UFC 131’s Joey Beltran: I’m Employed To “Put My Fist On People’s Chins”

UFC 131 Joey BeltranJoey Beltran’s exciting style and never-say-die attitude have made him a fan favorite in the UFC.

However, following a January decision loss to Pat Barry, “The Mexicutioner” realizes he’s in a must-win situation come this Saturday at UFC 131 in Vancouver.

Beltran (12-5 MMA, 2-2 UFC) faces Strikeforce and Bellator veteran Aaron Rosa (16-3 MMA, 0-0 UFC) in preliminary-card action, and the Mexican heavyweight knows he’ll leave it all on the line to entertain his friends, family and fans. It’s what he’s paid to do.

“That’s what I’m all about,” Beltran recently told MMAjunkie.com Radio (www.mmajunkie.com/radio). “That’s why I’m in the UFC – to put my fist on people’s chins. That’s the only reason why I was able to stay. Usually after two-straight losses, people get the cut.
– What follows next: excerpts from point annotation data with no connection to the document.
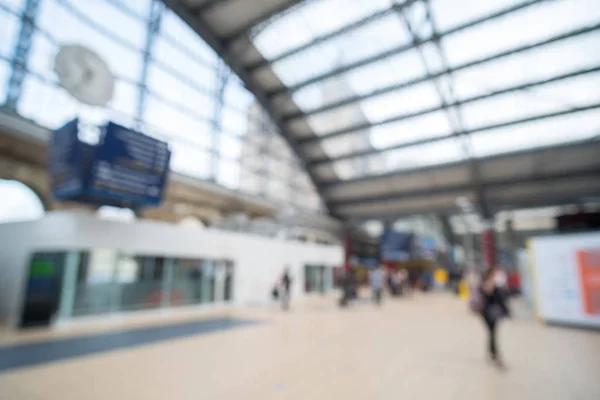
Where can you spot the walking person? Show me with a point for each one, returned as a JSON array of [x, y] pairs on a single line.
[[286, 284], [493, 309], [376, 278]]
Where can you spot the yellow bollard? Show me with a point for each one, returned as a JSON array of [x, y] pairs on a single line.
[[463, 289]]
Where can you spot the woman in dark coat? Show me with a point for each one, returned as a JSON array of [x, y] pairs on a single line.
[[494, 308]]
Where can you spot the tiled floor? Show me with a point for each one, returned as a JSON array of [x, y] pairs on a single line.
[[427, 347]]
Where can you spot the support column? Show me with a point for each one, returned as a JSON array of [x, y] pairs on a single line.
[[488, 244], [223, 74], [69, 285], [21, 54], [167, 284], [347, 252]]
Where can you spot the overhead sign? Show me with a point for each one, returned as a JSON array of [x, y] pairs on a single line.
[[395, 246], [66, 161], [127, 168], [566, 278]]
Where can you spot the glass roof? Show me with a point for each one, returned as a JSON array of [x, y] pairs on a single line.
[[378, 91]]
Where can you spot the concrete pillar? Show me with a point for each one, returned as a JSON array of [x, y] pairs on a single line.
[[488, 244]]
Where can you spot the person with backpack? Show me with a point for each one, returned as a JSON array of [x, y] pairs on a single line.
[[490, 302], [286, 284]]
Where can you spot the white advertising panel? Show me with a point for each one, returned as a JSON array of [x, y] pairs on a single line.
[[567, 278]]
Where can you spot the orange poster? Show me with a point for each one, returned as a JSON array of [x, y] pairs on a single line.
[[589, 273]]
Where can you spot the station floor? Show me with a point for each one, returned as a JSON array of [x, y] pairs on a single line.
[[423, 347]]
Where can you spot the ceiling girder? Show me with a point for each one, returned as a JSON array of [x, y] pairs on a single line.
[[327, 160], [220, 48], [399, 49], [398, 196], [469, 100], [426, 78]]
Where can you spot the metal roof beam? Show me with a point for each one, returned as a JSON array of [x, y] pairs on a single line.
[[208, 4], [219, 47], [400, 49], [522, 203], [580, 173], [368, 152], [330, 184], [426, 78], [245, 30], [329, 36], [469, 100]]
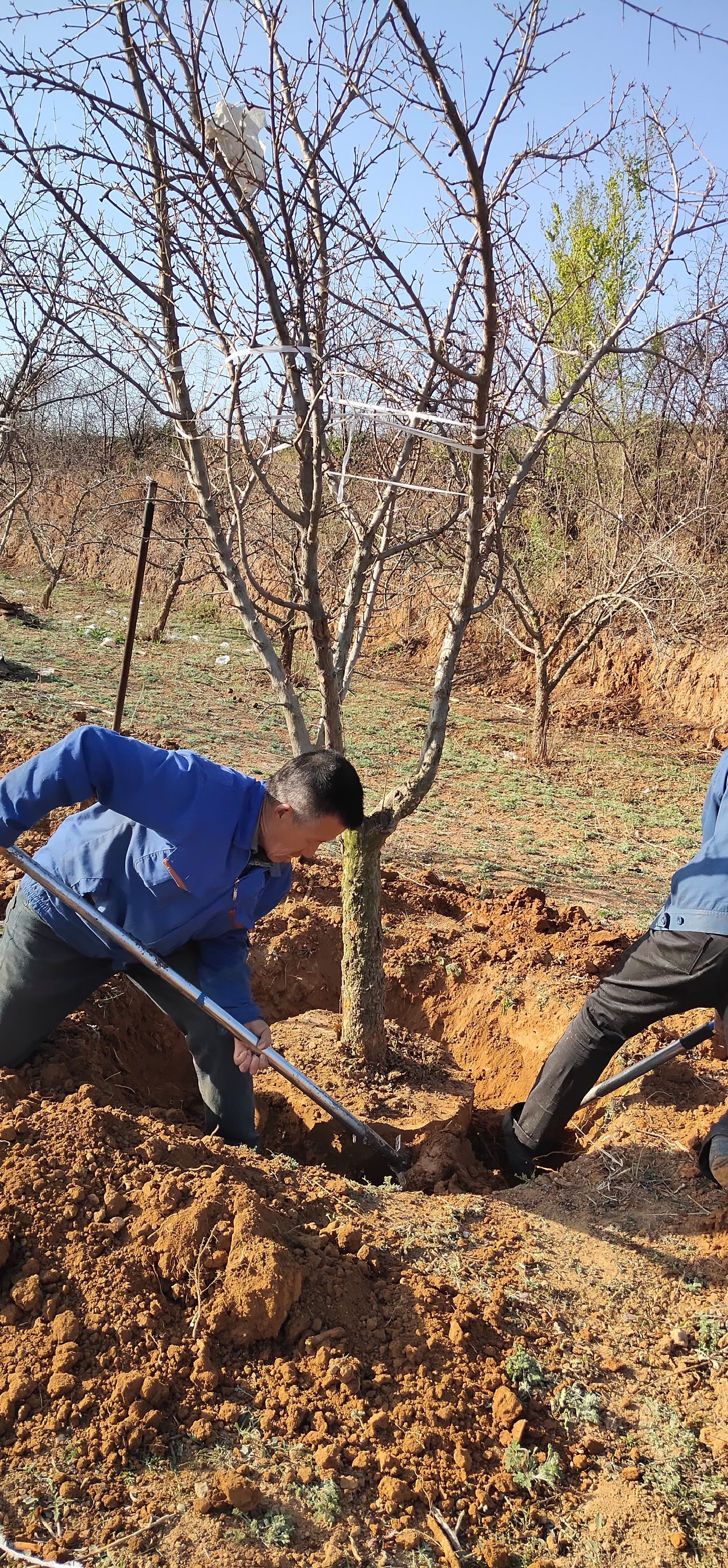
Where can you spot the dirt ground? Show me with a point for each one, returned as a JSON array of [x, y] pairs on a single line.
[[283, 1358], [219, 1357]]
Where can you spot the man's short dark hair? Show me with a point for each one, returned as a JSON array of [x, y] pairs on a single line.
[[321, 785]]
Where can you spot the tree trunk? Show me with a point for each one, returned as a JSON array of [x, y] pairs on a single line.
[[363, 965], [540, 731]]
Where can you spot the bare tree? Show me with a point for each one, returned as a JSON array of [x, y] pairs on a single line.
[[338, 408]]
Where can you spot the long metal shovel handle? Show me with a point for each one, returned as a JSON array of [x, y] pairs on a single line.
[[153, 962], [685, 1043]]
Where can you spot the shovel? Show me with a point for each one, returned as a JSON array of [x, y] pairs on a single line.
[[685, 1043], [397, 1159]]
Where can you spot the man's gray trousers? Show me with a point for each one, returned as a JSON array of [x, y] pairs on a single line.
[[43, 979]]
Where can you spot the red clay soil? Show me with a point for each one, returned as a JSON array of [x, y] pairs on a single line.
[[212, 1355]]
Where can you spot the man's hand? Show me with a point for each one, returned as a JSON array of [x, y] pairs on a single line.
[[253, 1060]]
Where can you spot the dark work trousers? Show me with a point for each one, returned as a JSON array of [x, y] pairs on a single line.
[[664, 973], [43, 979]]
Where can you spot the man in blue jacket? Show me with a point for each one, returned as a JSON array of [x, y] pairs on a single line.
[[680, 963], [186, 857]]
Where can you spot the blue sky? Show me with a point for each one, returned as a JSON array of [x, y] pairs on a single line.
[[609, 40]]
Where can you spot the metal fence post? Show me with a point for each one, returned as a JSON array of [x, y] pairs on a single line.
[[134, 612]]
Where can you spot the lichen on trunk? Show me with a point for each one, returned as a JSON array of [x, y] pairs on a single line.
[[363, 963]]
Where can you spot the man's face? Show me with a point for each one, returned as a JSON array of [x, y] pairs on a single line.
[[285, 836]]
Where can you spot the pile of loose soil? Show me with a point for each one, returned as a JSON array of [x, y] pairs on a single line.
[[159, 1288], [212, 1354]]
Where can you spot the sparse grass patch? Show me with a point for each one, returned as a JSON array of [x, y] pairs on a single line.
[[578, 1404], [526, 1373], [528, 1472], [321, 1498]]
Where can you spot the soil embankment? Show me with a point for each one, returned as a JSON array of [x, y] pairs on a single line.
[[266, 1362]]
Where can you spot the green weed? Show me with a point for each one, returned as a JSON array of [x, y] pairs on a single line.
[[525, 1373], [274, 1530], [678, 1470], [711, 1332], [321, 1500], [576, 1404]]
The way that I fight, I was granted another chance, and there’s no way I’m losing.”

Beltran opened his UFC career with wins over Rolles Gracie and Tim Hague, but he followed them with decision losses to Matt Mitrione and Barry.

His next chance comes against Rosa, who is riding a four-fight win streak and will be making his UFC debut at Saturday’s show, which takes place at Rogers Arena. But once both men step inside the octagon, Rosa will be far from a newcomer to Beltran.

“I’ve known about Aaron Rosa for quite a while,” Beltran said. “I’m just a huge MMA fan, and (with) Aaron Rosa being Mexican, I was a little bit of a fan of his. I probably still will be after this fight, and I’ll probably have more respect for him after this fight.

“You see another Mexican guy out there, and you want to cheer for him. I remember the first fight I ever saw of his was Jared Hamman. So I’ve known about him for quite a while, and I know his style. He’s well-rounded, and I expect a really tough fight.”

In preparation for Rosa, Beltran has spent training time with the likes of UFC bantamweight champion Dominick Cruz, Phil Davis and Travis Browne at Alliance Training Center in California.

Each of the training partners has played key roles in Beltran’s progression as an MMA fighter. The ride has been outstanding.

“At the end of the day, all the fans, all the interviews – it’s all been really fun,” he said. “But, at the end of the day, it’s two guys locked in a cage, and you better be ready to handle business. I’ve always tried to take care of myself during camp and make sure that my cardio is there and everything is there so that when I fight on Saturday night, I just have to fight.

“It’s been a great ride and especially to be able to do it with all my friends, Phil, Travis and Dominick. It’s a very unique situation we have at Alliance MMA. Your teammates definitely lift you and help you get through those sessions.”

For Beltran, he’ll be fighting for much more than himself. He’s a family-oriented fighter, and giving anything less than his best in front of his family and teammates simply isn’t an option.

“I don’t want to be embarrassed in front of my mom,” Beltran said. “My mom’s over there watching, and no one wants to lose a fight in front of their momma. (Whether on) TV or being there, eventually my mom’s going to see this, and if I lose, I better go out like a gangster because I know I’m going to be made fun of when I get home.

“In all seriousness, my family, all my friends, all my students, and everybody that’s involved in my life – I just feel like me getting to the UFC and having success in the UFC has been such a team effort. I could’ve never done this alone, and every time I go in there and fight, I feel like I’m fighting with everyone’s heart and soul put into my fist, and that’s how I carry on.”